Kim, Johnson ’18, Rothschild ’19, Coauthor Study on Self-Related Memory Advantage

Olivia DrakeAugust 26, 20184min
Kyungmi Kim
Kyungmi Kim

Kyungmi Kim, assistant professor of psychology, is the coauthor of a paper published in the Psychonomic Bulletin and Review on Aug. 8. Jenne Johnson ’18 and Danielle Rothschild ’19 also contributed to the article.

The paper is titled “Merely presenting one’s own name along with target items is insufficient to produce a memory advantage for the items: A critical role of relational processing.”

Many studies have shown that information processed in relation to our “self” vs. someone else has an advantage in memory, termed the self-reference effect (SRE). Early studies of the SRE used tasks in which participants made explicit self-referential (Does the word nice describe you?) or other-referential judgments (Does the word friendly describe Angelina Jolie?) of target items at encoding, highlighting the memory benefit of explicit semantically-based associations between self and target items. However, an important subsequent finding was that even in the absence of any explicit task demand to make self-referential judgments, there is a memory advantage for target items presented simultaneously with self-relevant (e.g., one’s own name) vs. other-relevant (e.g., another person’s name) information at encoding.

In the study, Kim and her colleagues aimed to clarify the processes underlying this “incidental” self-memory advantage assessing two possibilities: an incidental SRE arises due to a mere co-presentation of a target item with self-relevant information or a relational processing between a target item and self-relevant information at encoding.

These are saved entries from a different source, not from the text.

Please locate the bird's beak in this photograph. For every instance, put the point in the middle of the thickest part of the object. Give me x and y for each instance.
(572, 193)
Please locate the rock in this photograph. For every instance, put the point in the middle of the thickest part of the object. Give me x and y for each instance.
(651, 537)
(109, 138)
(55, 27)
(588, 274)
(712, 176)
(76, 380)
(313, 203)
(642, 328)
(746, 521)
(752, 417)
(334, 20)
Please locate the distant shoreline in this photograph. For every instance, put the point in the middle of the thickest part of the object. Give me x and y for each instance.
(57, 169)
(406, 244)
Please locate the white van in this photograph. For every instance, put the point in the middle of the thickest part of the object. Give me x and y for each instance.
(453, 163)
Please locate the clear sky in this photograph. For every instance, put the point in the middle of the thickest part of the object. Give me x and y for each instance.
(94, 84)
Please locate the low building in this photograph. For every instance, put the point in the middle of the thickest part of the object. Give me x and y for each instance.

During encoding, words were presented in two different colors either above or below a name (the participants’ own someone else’s). Participants performed either a relational encoding task (i.e., a location judgment task, “Is the word above or below the name?”) or a non-relational encoding task (i.e., a color judgment task, “Is the word in red or green?”). In the subsequent surprise memory test, the researchers found a self-memory advantage for both items and their associated source features (name, location, and color) under a relational encoding context but not under a non-relational encoding context. These findings add to the current understanding of how the self affects long-term memory by providing clear evidence for a critical role of relational processing between target items and self-relevant information in eliciting a self-memory advantage. By demonstrating the modulation of an incidental self-memory advantage by encoding contexts, these findings further suggest that the impact of self on cognition is more dependent on processing context than previously assumed.

Kim, a cognitive psychologist, is an expert on learning and memory, and the role of self in cognitive and affective processing. The research in her lab aims to identify psychological mechanisms through which the mind subjectively construes the external world.

This fall, she’s teaching courses on Research Methods in Cognition and Advanced Research in Learning and Memory.